歴史と伝統の中で培った本当の乳幼児教育
保育園を取り巻く環境は大きな転換期にあります。これまで保育園と幼稚園で別々で行ってきた就学前教育の一元化、幼保一元化が日程にあがっているからです。就学前の教育の充実に異論はなく、保護者のニーズも強い。過日、新聞に京都の大手進学塾が街中に保育園を開設する記事を読みました。進学塾のノウハウを生かした園を目指しているといいます。
当園は、保護者のニーズに応え、養護の乳児部門と教育の幼児部門に分け、職員の配置、カリキュラムを作成しています。外部の専門講師の助けもかりての事実上の幼保一元化です。課題も多いですが、職員のがんばりで効果をあげ、学校における卒園児の評判は高く塾通いなしで私立の難関合格者もいます。ところが、政府の一元化に幼稚園が反対していると聞きます。「学力低下」が表向きの理由だそうですが、新聞の解説には、乳児受け入れのハード、ソフト両面にためらいがあるといいます。幼稚園側の「学力低下」の声は、保育園児は学力で幼稚園児に劣るがごときかに聞こえますが、いかがなものでしょうか。
保育園、職員は発奮しなければならないと思います。
政府は保育園から先行して一元化の方針を固めており、保育園は学校法人と社会福祉法人の両面の性格をあわせ持つことになります。私たちは戦後間もなく制定の児童福祉法の福祉施設として歩んできました。福祉の概念を旗高く掲げており、誇りもあります。幼稚園は学校教育法による学校になり、確かに歴史は古い。明治9年、いまのお茶ノ水女子大の前身、東京女子師範付属幼稚園が日本最初であります。戦後生まれと明治生まれの違いが壁をつくっているのかも知れないが、私たちは生まれも育ちも「福祉」です。一元化されても、この概念が「学校教育」と交じり合うには、銀行の合併以上の時間と努力がいるはずです。

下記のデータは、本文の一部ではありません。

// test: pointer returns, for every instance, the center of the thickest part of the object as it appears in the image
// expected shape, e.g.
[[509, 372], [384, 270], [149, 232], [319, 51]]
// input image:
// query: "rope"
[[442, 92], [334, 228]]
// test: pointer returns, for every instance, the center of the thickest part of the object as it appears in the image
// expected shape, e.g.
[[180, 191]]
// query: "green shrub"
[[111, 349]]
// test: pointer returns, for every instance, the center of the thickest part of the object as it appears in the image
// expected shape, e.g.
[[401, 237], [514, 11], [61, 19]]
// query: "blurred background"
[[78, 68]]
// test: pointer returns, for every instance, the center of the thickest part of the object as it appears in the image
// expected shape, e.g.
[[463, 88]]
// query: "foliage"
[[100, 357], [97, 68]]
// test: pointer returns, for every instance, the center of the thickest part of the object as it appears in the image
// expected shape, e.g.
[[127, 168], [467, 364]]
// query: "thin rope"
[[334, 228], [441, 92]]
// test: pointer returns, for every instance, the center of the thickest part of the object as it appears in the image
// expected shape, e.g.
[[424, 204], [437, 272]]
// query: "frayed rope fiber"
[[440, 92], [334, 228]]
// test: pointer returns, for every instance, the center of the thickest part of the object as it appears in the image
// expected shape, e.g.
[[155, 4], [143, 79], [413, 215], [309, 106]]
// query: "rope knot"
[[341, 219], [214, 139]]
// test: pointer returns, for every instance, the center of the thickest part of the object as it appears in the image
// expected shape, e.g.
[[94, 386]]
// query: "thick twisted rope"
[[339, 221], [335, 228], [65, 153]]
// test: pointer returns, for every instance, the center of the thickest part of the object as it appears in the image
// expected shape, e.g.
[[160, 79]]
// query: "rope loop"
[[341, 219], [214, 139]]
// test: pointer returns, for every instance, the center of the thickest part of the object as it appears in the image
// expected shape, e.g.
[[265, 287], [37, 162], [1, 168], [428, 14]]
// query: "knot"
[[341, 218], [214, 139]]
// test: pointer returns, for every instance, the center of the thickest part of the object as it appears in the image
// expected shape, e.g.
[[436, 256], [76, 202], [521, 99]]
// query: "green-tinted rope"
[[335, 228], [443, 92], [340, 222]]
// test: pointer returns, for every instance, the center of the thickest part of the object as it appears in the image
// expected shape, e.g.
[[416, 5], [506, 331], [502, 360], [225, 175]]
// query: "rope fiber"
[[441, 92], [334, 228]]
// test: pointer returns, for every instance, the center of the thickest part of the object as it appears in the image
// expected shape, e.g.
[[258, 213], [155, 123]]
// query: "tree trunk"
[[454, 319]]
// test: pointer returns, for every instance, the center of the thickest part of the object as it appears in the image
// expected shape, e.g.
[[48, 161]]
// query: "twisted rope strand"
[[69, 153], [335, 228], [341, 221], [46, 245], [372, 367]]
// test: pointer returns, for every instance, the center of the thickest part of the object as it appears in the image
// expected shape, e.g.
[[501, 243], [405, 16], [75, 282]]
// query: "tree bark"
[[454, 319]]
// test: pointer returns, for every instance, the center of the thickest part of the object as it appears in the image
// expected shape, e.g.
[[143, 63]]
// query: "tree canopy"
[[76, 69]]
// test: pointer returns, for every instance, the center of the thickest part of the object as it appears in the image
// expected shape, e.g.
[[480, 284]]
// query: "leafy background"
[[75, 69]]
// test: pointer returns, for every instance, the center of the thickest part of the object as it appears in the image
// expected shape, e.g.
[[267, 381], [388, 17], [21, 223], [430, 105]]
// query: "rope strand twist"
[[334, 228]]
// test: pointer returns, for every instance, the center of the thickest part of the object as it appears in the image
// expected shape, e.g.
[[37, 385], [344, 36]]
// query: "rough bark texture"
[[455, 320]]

行政のみなさんには突貫工事でなく、いまからご指導願いたいと思っています。
最近、脳の発達の本を読む機会がありました。乳児、幼児の脳に関心があったからです。
脳が急速に成長するのは0歳から3歳と、思春期(10歳から15歳)といわれています。
持って生まれた脳は、脳全体の4分の1に過ぎず、4分の3は環境と経験でつくられるという話でした。3歳までの子育てがその後の脳に影響する、とするならば保育園の役割は大きい。
幼稚園が一元化に反対する以上、保育園の最大の強みは養護と教育の連続性にあるといってもいいでしょう。ちなみに当園の0歳から5歳まで一貫して通う園児は、全体の7割にのぼります。